Nana memeluk ayahnya lagi.
Lira, yang berdiri di sudut ruangan, menyeka air matanya dengan punggung tangan. Zara berpura-pura sibuk membaca laporan yang sudah ia hafal. Para penasihat lain menunduk — ada yang terisak pelan.
Jeno tidak bergerak dari pintu. Tapi matanya — mata biru pucat itu — basah.
Malam harinya, Nana dan Raja Valerius duduk di taman laut.
Mawar biru bermekaran di sekeliling mereka — lebih banyak dari sebelumnya. Setelah Jantung Hitam hancur, bunga-bunga itu tumbuh subur, seperti ikut bersyukur.

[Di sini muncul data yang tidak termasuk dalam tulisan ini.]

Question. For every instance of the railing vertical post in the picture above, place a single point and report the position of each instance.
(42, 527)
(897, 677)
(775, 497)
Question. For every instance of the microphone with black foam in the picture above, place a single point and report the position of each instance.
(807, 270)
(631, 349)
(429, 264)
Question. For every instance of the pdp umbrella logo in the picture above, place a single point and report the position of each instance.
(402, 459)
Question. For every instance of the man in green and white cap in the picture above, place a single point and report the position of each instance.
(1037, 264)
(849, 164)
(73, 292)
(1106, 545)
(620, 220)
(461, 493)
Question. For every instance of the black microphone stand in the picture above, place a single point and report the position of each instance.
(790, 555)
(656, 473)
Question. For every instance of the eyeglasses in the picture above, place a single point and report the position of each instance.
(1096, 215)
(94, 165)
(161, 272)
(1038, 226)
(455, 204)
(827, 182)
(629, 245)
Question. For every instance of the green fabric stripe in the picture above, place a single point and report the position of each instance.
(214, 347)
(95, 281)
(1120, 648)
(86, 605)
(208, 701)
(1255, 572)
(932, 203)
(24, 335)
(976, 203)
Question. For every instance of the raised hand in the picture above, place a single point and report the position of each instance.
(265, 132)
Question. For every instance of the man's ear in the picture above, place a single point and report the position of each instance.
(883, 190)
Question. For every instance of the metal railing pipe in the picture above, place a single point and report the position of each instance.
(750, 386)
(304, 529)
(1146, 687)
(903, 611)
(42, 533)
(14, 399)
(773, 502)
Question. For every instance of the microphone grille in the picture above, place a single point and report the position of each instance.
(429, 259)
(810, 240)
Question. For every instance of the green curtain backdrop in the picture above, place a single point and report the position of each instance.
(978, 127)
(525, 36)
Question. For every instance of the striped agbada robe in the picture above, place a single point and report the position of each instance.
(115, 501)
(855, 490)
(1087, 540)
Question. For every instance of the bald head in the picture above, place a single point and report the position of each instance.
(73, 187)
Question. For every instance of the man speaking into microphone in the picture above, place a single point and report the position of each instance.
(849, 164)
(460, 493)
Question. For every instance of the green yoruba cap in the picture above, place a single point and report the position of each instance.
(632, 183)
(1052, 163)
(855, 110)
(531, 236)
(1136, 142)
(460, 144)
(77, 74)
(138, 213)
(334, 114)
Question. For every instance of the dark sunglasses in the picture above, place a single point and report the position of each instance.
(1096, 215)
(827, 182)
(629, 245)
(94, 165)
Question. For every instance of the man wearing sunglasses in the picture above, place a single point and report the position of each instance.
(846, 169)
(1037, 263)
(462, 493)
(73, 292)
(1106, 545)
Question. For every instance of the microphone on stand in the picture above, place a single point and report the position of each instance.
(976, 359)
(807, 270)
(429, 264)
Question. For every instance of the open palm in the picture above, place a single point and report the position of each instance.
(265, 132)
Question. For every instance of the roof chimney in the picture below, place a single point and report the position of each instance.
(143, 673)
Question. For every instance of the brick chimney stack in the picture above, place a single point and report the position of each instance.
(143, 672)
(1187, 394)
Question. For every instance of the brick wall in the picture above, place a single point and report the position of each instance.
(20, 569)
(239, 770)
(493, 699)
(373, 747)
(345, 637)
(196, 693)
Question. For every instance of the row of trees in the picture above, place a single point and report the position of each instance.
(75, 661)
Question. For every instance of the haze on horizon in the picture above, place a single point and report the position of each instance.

"Ayah ingat taman ini," kata Raja Valerius. Matanya menjelajah setiap sudut. "Dulu Ruenna yang menanam mawar biru pertama. Dia bilang, 'Bunga ini akan mekar selamanya — seperti cintaku pada Valerius.'"
Nana tersenyum. "Ayah pasti sangat mencintai ibu."
"Lebih dari apa pun. Lebih dari hidupku sendiri."
Raja Valerius menatap Nana.
"Tapi ayah lupa... bahwa ayah juga mencintai sesuatu yang lain. Kau."
Nana tidak bisa berkata apa-apa.
"Maaf, Nak. Ayah meninggalkanmu. Ayah terlalu tenggelam dalam kesedihan. Ayah—"
"Ayah," potong Nana. "Aku tidak marah. Aku hanya... bersyukur ayah kembali."
Raja Valerius menangis. Untuk pertama kalinya dalam sepuluh tahun, ia menangis — bukan karena kesedihan, tapi karena lega.